Pages

Monday, July 30, 2012

Archetypal Analysis

Thinking Strategically about Customer Heterogeneity

Ironically, market segmentation, whose motto is "one size does not fit all," seems to rely almost exclusively on one definition of what constitutes a segment.  Borrowing its definition from cluster analysis, segments are groupings of objects such that similar objects are gathered together and separated from dissimilar gatherings of other similar objects.  "Birds of a feather flock together" and stay away from birds of a different feather.  

If there were a single feature responsible for the groupings, then we could describe each group by the name of this single feature.  But this is a difficult task when there are lots of respondents measured on lots of variables.  In fact, just assessing the similarity among respondents becomes difficult when each respondent is described by a long profile of measurements (especially when there is a mixture of quantitative and qualitative variables).  In such cases, we describe segments using the average of all the object features that we used to measure similarity.

Yet the goal of "one size does not fit all" is not to look for clusters.  It is to look for heterogeneity among customers, and then exploit those differences by finding opportunities for product and service differentiation.  Clustering is one way to structure a large multivariate data set.  However, it is not the only way.  Early adopters, as they evolve into new segments, are often not uniform or homogeneous in their needs or responses to questionnaire items.  Price sensitive customers may never form a compact group but remain a  continuum of more or less attraction toward lower costs.

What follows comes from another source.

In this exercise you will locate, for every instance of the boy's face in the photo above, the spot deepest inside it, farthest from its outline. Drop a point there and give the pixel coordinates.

Cluster analysis focuses on groupings within the cloud of individual respondents.  Archetypal analysis, on the other hand, searches the periphery for concentrations of more extreme individuals.  Cluster analysis describes its segments using the "average" member as the prototype.  Archetypal analysis uses extreme exemplars to describe the frontiers. 

Archetypal analysis was introduced in 1993 by Cutler and Breiman. Their first example in this technical report was a question of how many sizes are needed to fit all. 
"For instance, a data set ... consists of 6 head dimensions for 200 Swiss soldiers.  The purpose of the data was to help design face masks for the Swiss Army.  A natural question is whether there are a few 'pure types' or 'archetypes' of heads such that the 200 heads in the data base are mixtures of the archetypal heads."
This is a segmentation, but not in the traditional sense of a segment described as the average of all its members.  Everyone  must have a mask that covers their face.  So the mask must be big enough to cover every one's face.  But one can still wear a mask that is somewhat larger than their face.  Consequently, the pure types must be located at the periphery.

Hair stylists also have a lot to say about the shapes of faces.  Faces are oblong, round, oval, square, and so on.  Should we describe each of these types by its prototype (average) or by its caricature (archetype)?  Of course, the answer is "it depends." 

If the goal is classification accuracy and the clusters are compact (e.g., a mixture of multivariate normal distributions), then the average is likely to be a good segment descriptor.  However, the average performs less well as the clusters become elongated, and it does not serve us well if our goal is a set of contrastive categories to assist in decision making.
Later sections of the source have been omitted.